Sonia as Ryan | Photo by Laura Stock | courtesy of the artist
Foggy Notions: Philly artist Sonia Petruse on honoring Ryan Adams in drag
Sonia Petruse remembers exactly where she was the first time she listened to Ryan Adams. Like really, really listened to him.
She was familiar with the album 2001 Gold, of course, and its ubiquitous hit “New York, New York.” She remembered the song being paraded around patriotically in the months after 9-11, and hearing stories about how the songwriter wasn’t keen about its point being misconstrued.
But it was 2004 when the music really kicked in. She was 18, driving around her hometown of Leighton, Pennsylvania with a motley group of teenagers.
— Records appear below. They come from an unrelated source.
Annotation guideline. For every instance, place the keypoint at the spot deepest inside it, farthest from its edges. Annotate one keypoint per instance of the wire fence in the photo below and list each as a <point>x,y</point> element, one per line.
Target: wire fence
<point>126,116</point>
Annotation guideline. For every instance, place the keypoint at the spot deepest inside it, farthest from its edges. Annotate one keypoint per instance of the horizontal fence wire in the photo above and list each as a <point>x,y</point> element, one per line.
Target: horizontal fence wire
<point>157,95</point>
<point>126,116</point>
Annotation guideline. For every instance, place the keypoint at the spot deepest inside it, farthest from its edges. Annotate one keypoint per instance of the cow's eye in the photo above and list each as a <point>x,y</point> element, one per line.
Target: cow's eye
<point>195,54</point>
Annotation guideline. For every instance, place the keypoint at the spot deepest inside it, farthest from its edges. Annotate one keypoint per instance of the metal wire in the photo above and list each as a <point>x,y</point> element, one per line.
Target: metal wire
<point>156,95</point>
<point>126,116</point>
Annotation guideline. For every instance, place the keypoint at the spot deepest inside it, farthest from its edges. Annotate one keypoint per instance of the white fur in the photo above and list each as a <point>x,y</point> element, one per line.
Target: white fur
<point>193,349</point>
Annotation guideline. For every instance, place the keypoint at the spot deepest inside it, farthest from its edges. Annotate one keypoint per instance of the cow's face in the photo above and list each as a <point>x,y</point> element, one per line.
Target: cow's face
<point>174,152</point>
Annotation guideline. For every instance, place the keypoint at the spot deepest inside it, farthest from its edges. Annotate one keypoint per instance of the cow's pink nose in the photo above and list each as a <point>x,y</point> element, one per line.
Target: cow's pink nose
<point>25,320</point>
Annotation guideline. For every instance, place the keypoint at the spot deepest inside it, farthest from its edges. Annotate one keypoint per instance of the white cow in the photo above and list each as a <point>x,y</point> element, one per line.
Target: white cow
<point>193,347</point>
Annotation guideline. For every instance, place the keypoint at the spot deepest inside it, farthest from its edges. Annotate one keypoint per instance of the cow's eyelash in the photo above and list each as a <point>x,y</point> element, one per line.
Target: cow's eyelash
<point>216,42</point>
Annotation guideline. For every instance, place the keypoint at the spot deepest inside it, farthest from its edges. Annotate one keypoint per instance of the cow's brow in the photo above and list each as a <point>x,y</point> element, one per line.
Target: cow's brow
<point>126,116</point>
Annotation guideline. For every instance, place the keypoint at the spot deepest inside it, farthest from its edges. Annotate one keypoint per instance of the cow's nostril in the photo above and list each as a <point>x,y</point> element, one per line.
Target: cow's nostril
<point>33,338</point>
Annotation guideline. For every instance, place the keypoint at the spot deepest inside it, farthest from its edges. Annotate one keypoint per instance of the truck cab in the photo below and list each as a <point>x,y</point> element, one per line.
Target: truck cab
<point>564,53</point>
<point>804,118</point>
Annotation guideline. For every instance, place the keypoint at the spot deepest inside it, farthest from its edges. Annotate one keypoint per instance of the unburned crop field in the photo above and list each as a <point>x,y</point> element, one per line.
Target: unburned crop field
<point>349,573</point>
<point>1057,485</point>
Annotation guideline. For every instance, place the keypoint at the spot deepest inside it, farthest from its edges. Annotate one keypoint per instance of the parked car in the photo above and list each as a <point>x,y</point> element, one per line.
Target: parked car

They were in a small car, an old two-door BMW, and it was crammed to the gills. She sat on a friend’s lap. People were stoned. And “Dear Chicago” from the Demolition album came on the car stereo.
“Everything just stopped,” Petruse recalls. “It was so noisy, but all I could hear was the song. And the lyrics, the guitar, his voice, his emotion.”
She asked the driver who it was; he stammered that it was this guy Ryan Adams. Petruse went to Soundcheck Records in Carbon Plaza Mall the next day and picked up a copy of the album, and it all snowballed from there.
“I became very enamored with his lyrics, with his process as an artist,” she says. “And then over the years learning that he’s also a writer, a poet, a painter.”
Today, Petruse is an interdisciplinary artist living in Philly, and her big project at the moment is an ever-evolving performance where she honors Ryan Adams in drag. It’s a nod to him as a musician, but also as a style icon, a writer, a thinker and a creative mind. She also feels a kinship with things he describes in song and things she’s experienced in life.
Raised in Lehighton, a small town off of the Northeast Extension in the periphery of the NEPA rust belt, Petruse describes her formative surroundings in a tone that is equal parts beautiful and sad. She speaks lovingly of the natural beauty of the Poconos, and wistfully describes learning how to play music on a piano in her parents’ home. Her childhood was immersed in creativity, from tap lessons to youth theater groups (where she one played a flying monkey in The Wizard of Oz).
But Lehighton was also a place beset by poverty and drugs, and the general isolation of small town America.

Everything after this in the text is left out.